Nepalese+Student+Association+celebrates+Diwali
Suvi Lama

The University of Southern Mississippi transformed into a vibrant hub of South Asian culture last weekend as the Nepalese Student Association hosted a grand Dashain Tihar, or Diwali celebration that drew students, faculty, and staff from across the USM community on Nov. 11.

Diwali, also known as the Festival of Lights, is one of the most significant Hindu festivals, celebrated to mark the triumph of good over evil, light over darkness, and knowledge over ignorance across South Asia. The five-day celebration is a time for families and friends to gather, exchange gifts, and illuminate their homes with rows of oil lamps, known as diyos, symbolizing the dispelling of darkness and the fostering of hope.

Dashain is a festival that is primarily celebrated in Nepal. Although other regions in South Asia celebrate similar festivals like Navaratri, Dashain is unique as it lasts for 15 days. For its followers, it represents the victory of the goddess Durga over the demon Mahishasura, who had terrorized the devas and taken over their abode of Swarga. The first nine days of Dashain symbolize the battle that took place between the different manifestations of Durga and Mahishasura. The tenth day is the day when Durga finally defeats him. For some, this festival also symbolizes the victory of Rama over Ravana as recounted in the Ramayana. In general, it symbolizes the triumph of good over evil.

For international students in USM, these festivities bring a way to build community, as they rejoice to fit two festivals into one big celebration. The event took place in the Baptist Student Union, and students from different backgrounds gathered to celebrate during this auspicious time.

The highlight of the event was the performances, a lively cultural extravaganza that celebrated not only Nepali but South Asian culture itself. The event featured an array of traditional dance performances, including Nepali, classical, and Bollywood music.

The audience was captivated by the graceful movements and expressive storytelling of the dancers and singers, who brought the rich traditions to life. In addition to the captivating performances, the event also featured an enticing array of food stalls serving authentic Nepali cuisine. The aromas of Basmati Rice, Goat Curry, and Chicken Curry wafted through the air, tempting attendees. The event ended with games and audience dances, which served as a way of community building for many.

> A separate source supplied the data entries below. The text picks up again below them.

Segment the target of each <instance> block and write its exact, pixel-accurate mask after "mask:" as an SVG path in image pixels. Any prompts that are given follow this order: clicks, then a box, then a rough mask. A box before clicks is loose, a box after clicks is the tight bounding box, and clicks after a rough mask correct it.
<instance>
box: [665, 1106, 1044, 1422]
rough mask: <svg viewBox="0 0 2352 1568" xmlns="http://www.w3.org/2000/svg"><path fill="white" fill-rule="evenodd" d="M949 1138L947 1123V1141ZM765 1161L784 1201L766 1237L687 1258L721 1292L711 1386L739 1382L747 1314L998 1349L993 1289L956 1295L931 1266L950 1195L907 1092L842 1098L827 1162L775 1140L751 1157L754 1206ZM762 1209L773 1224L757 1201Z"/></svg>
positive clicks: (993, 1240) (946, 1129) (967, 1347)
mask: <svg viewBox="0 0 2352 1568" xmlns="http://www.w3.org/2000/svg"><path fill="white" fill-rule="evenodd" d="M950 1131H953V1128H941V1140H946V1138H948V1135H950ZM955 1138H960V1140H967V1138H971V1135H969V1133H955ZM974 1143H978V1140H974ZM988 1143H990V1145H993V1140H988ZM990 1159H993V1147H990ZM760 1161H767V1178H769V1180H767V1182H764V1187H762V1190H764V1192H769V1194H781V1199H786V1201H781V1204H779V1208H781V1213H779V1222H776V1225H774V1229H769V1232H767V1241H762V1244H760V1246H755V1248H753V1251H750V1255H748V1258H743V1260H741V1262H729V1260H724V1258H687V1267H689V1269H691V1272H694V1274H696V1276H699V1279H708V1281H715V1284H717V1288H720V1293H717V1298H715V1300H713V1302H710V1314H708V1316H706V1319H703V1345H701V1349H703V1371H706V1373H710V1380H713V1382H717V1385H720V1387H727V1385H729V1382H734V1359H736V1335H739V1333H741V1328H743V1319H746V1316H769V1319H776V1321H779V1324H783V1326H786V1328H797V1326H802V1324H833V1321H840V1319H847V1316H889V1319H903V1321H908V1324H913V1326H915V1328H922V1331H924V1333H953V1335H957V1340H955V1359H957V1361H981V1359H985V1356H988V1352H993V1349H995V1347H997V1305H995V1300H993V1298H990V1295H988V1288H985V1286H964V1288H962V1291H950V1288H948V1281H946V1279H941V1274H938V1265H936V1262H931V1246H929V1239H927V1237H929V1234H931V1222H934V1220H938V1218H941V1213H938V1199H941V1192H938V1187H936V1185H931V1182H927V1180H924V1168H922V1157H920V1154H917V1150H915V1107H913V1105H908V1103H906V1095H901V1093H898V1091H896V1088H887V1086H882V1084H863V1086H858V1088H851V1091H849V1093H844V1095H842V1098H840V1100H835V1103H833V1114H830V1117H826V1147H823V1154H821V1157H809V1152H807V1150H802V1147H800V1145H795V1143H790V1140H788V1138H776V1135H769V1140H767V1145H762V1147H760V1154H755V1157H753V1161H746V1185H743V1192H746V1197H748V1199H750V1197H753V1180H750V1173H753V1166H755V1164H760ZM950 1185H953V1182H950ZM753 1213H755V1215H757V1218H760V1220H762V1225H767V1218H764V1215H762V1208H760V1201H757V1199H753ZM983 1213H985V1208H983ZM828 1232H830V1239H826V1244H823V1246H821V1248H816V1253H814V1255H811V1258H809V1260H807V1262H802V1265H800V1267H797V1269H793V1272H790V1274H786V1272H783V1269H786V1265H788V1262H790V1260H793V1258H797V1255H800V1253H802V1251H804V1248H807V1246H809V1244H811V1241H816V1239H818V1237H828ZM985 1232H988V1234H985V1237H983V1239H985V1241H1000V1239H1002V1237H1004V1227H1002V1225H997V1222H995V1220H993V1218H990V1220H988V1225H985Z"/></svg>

This celebration served as a resounding success, bringing together the university community to celebrate the diversity and richness of South Asian culture. The event fostered a sense of inclusivity and understanding among students, faculty, and staff from various backgrounds, promoting global citizenship and cultural appreciation.

“This is a time for joy, togetherness, and the celebration of light over darkness,” said Janit Rajkarnikar, treasurer for the Nepalese Student Association. “We are delighted to see the USM community come together to celebrate with us.” The International Student and Scholars Services (ISSS) as well as the NSA team were pleased with the event’s success. The event fostered cross-cultural understanding and appreciation, strengthening the bonds within the university community and promoting a sense of belonging and shared humanity.